Amid the rise of emerging infectious diseases, news media contend with diverse information sources like the Internet and social media, complicating information dissemination. For instance, mainstream media's vaccine coverage may be influenced by social media discourse. Mori et al. (2023) found that younger generations associate the coronavirus vaccine with ‘death’ on Twitter®, though this perception has shifted over time. Gao et al. (2021) noted pre-approval concerns about vaccine safety and priority groups, with post-approval discussions focusing on vaccine side effects. In contrast, Chinese mainstream media adopts a positive, scientific stance in vaccine reporting to alleviate public anxiety, amidst competition with social platforms. This dynamic interaction reflects the evolving media landscape's influence on public discourse (Tang et al. 2018; Gao et al. 2021).

Finally, although the results of collocation stats indicate that Chinese mainstream media has begun to pay attention to the environmental pollution caused by the COVID-19 pandemic, the focus is still on the contamination of items by the virus and the pollution caused by medical waste and wastewater. By emphasizing the safe handling of medical waste, the media aims to raise public awareness of environmental protection during the pandemic. Reporting on wastewater monitoring highlights its importance as a tool for monitoring and preventing the spread of the virus, demonstrating the role of technology and environmental monitoring in epidemic prevention and control. Efforts to reduce the adverse effects of COVID-19 on the environment can bring significant benefits. The positive impact of the COVID-19 pandemic on the environment is also an aspect that the media can focus on. Although further in-depth research is needed on the relationship between China's COVID-19 news and environmental pollution, the results of this study also highlight the efforts of Chinese mainstream media in handling medical waste and wastewater treatment during the pandemic, as well as the lack of comprehensive attention to environmental impact. It also reflects the important role of the media in public health crises and environmental pollution governance, namely, promoting public awareness and action change by disseminating key information.

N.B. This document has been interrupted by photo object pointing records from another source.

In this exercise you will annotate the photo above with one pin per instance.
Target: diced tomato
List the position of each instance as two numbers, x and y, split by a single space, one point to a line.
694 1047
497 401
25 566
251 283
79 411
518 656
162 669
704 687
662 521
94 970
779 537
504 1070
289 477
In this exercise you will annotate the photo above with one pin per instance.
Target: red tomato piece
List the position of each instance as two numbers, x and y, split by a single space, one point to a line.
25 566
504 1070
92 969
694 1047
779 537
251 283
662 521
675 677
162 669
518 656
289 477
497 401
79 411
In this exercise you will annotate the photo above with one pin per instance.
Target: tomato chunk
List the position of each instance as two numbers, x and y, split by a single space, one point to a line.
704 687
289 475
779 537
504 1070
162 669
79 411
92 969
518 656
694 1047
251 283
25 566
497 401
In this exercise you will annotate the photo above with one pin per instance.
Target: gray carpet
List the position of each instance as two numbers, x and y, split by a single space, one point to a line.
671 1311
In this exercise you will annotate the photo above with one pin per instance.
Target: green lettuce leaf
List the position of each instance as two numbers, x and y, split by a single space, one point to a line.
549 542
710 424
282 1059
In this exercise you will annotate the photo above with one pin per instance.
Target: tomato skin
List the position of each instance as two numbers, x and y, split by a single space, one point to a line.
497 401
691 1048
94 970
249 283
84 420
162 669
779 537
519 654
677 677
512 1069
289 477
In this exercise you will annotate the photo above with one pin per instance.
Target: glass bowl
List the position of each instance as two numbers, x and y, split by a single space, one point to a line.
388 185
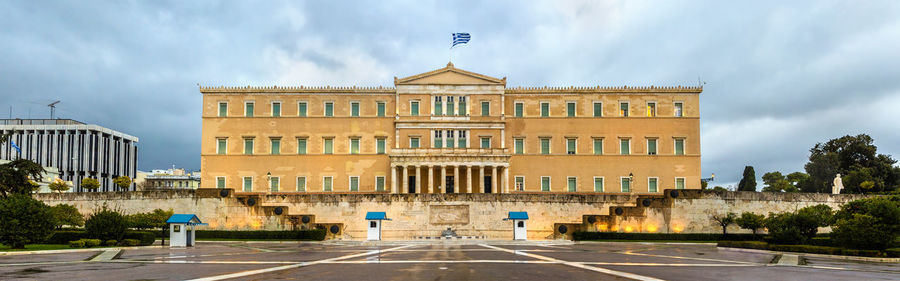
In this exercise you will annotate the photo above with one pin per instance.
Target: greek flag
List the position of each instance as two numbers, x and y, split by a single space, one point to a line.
19 149
460 38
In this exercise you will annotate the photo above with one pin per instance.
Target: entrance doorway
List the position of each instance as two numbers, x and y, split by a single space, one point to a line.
449 185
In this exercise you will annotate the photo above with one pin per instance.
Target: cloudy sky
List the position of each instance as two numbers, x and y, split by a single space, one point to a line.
781 75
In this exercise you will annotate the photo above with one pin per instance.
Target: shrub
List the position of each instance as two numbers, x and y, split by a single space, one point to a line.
24 220
89 243
76 244
145 238
106 224
313 234
750 221
67 215
872 223
744 244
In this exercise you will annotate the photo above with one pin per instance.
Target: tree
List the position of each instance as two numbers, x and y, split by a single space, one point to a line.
748 182
24 220
16 177
59 185
66 214
856 158
123 182
106 224
724 221
90 184
750 221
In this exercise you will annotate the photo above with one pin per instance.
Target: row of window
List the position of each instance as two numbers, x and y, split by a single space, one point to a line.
454 139
445 106
625 184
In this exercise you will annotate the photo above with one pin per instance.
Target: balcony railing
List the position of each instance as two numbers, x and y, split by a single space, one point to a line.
449 151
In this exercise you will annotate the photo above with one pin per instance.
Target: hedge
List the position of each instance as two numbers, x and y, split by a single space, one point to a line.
313 234
662 236
809 249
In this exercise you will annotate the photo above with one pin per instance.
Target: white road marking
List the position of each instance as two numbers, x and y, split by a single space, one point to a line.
279 268
577 265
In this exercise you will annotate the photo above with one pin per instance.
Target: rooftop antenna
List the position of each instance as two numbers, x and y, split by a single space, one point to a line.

In conclusion, our comprehensive text-mining analysis of mainstream media coverage during the COVID-19 pandemic in China reveals a focus on 12 frames. The selection of these frames varied across different stages of the epidemic, resulting in significant overall differences. Utilizing natural language processing for data mining offers advantages in broader coverage and efficient data processing compared to traditional analysis. These findings underscore the significance of tailored communication and strategies by Chinese mainstream media in addressing emerging pandemics. The study's outcomes can offer valuable crisis communication recommendations for governments, public health administrations, and media outlets when confronting evolving epidemics. It is worth noting that, in addition to focusing on the pandemic itself, we expanded our research scope to include environmental pollution as a significant consideration. We found that mainstream Chinese media's understanding of the relationship between the COVID-19 pandemic and environmental pollution is relatively narrow, primarily focusing on medical waste and medical wastewater. The reporting direction centers around the harm posed by medical waste and wastewater to people and how to use them to address the COVID-19 pandemic. Chinese mainstream media currently lacks attention to broader pollution issues such as energy, climate, and noise and does not convey the positive aspects of how the COVID-19 pandemic has affected environmental pollution. This discovery provides a new perspective for a more in-depth understanding of China's media focus on environmental issues during a crisis. Therefore, we suggest that future research, when considering pandemics, also pays attention to environmental pollution issues to gain a more comprehensive and insightful understanding. At the same time, we emphasize the necessity of cross-cultural comparisons in media discourse during crises. How Chinese media's framing choices differ from those of other countries during the COVID-19 pandemic and how their focus on environmental pollution aligns with global mainstream perspectives are crucial aspects to explore. Investigating these issues can pave the way for a more comprehensive and diverse research approach, enhancing our understanding of crisis communication strategies and their effectiveness across different contexts.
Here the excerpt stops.